2) As I looked over the Abu Ghraib pictures, I was brought back some of the optimisitic claims Ritchin
makes at the beginning of Of Healing and Peace, where he implies that we are at the end of
America's involvement in Iraq, [with] the potential end to a decade of conflict in Afghanistan.
Looking at these pictures and thinking about our continued military presence in both countries,
Richtin's naivete was highlighted but also my own complaisant complicity.

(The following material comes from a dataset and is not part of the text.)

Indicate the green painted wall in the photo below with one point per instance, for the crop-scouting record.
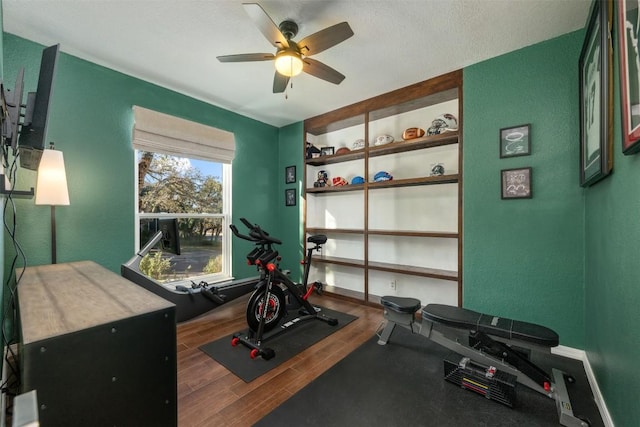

In the 2000's, there was a very lucid, defined anti-war message that can be evoked by recalling some
popular slogans: no blood for oil, clinton lied, nobody died, buck fush. We, as a collective
public, had an administration to blame, and when the Abu Ghraib photos came out, we could shift the
horror and the responsobility for the horror onto that administration, as well. Ten years and one new
democratic President later, that anti-war movement/moment/ethos has more or less dissipated, replaced
with an unconcerned or confused attitude of I'm not sure what we're doing 'over there.'
How can looking at photographs of old atrocities help rekindle our sense of horror at what happened
and what continues to happen in the war-torn regions the US is responsible for dismantling? Can
photographs that have already been digested by a public be brought to the forefront not as a footnote
to some present day issue, but rather as an independently valuable way of confronting our own
continued (though less decried) atrocities? Can the past shake the present's habitual complaisance?